Guilty? Of course she was guilty; and I only wish we could try her again
and hang her yet! Now don't pretend you sympathize with a woman like
that," he said to Rachel, with a look like a nudge; "you haven't been
married long enough; and for Heaven's sake don't refuse that bird! It's
the best that can be got this time of year, though that's not saying
much; but wait till the grouse season, Mrs. Steel! I have a moor here in
the dales, keep a cellar full of them, and eat 'em as they drop off the
string."
"Well?" said Rachel, turning to Langholm when her host became a busy
man once more.
"I should make her guilty," said the novelist; "and she would marry a
man who believed in her innocence, and he wouldn't care two pins when
she told him the truth in the last chapter, and they would live happily
ever afterwards. Nobody would touch the serial rights. But that would be
a book!"
"Then do you think she really was guilty?"

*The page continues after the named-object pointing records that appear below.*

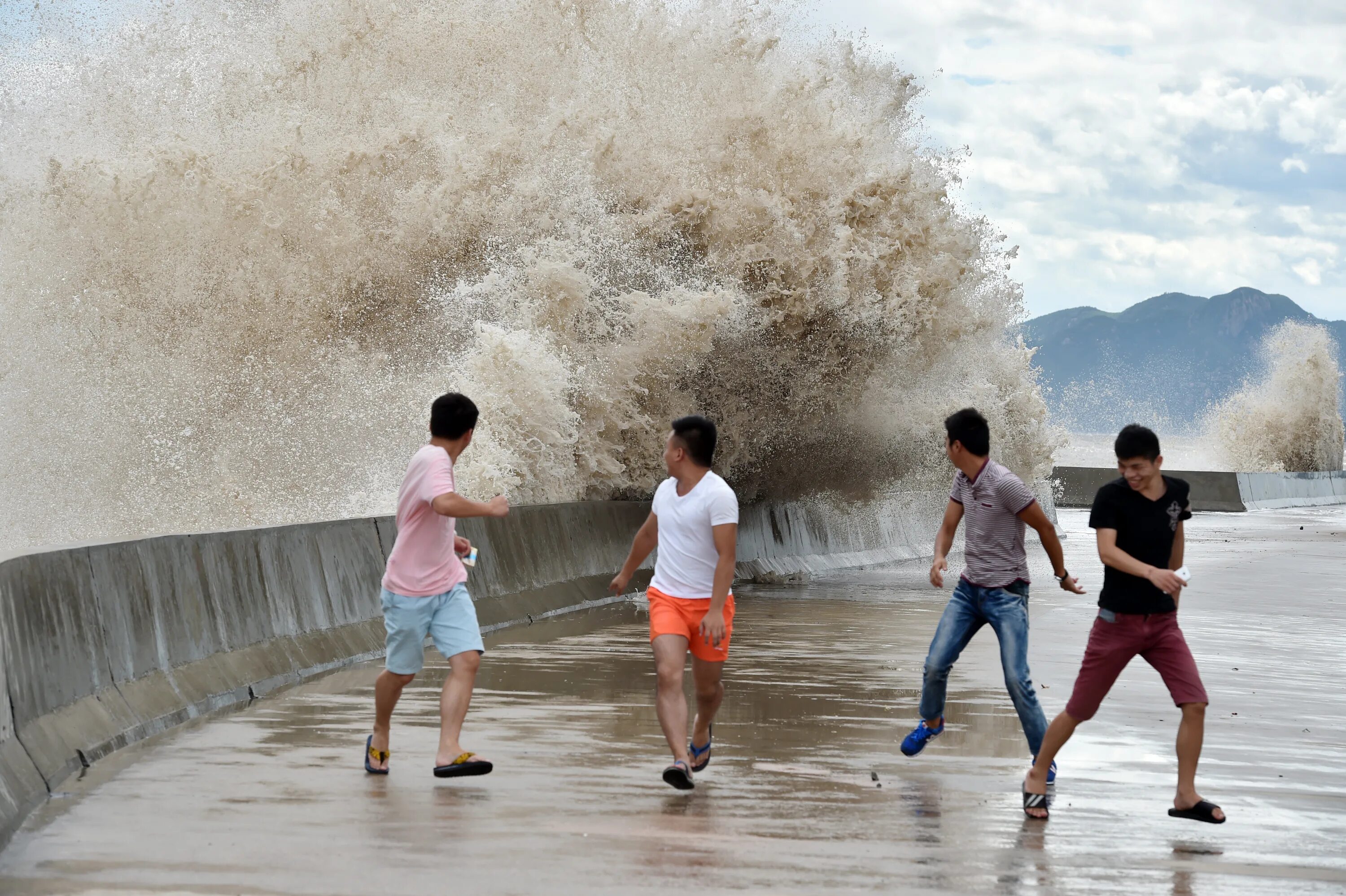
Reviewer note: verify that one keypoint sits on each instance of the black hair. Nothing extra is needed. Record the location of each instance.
(971, 428)
(451, 416)
(1136, 442)
(698, 437)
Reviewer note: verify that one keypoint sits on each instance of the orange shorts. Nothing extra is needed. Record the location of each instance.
(683, 616)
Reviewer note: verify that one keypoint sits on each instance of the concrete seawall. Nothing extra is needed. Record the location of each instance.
(105, 645)
(1211, 490)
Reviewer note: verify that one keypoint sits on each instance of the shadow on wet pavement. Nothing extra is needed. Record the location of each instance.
(807, 790)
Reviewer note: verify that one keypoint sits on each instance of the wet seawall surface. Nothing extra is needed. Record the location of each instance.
(104, 645)
(823, 681)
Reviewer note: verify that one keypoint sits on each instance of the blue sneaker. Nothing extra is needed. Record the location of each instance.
(1052, 771)
(920, 736)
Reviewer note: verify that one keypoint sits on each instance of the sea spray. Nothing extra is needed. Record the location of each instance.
(243, 245)
(1290, 419)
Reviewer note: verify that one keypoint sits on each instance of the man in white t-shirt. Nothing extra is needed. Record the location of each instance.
(695, 524)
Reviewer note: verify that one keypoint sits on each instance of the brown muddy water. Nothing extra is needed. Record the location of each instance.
(807, 790)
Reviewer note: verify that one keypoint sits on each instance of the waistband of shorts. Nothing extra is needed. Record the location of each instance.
(652, 591)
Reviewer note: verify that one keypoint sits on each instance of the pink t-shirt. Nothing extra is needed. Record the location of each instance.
(423, 561)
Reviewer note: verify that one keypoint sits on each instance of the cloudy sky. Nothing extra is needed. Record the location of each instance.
(1128, 147)
(1141, 147)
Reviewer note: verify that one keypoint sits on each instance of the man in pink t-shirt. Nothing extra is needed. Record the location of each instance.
(424, 591)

And Rachel waited while he shrugged, her heart beating for no good
reason that she knew, except that she rather liked Mr. Langholm, and did
not wish to cease liking him on the spot. But it was to him that the
answer was big with fate; and he trifled and dallied with the issue of
the moment, little dreaming what a mark it was to leave upon his life,
while the paradox beloved of the literary took shape on his tongue.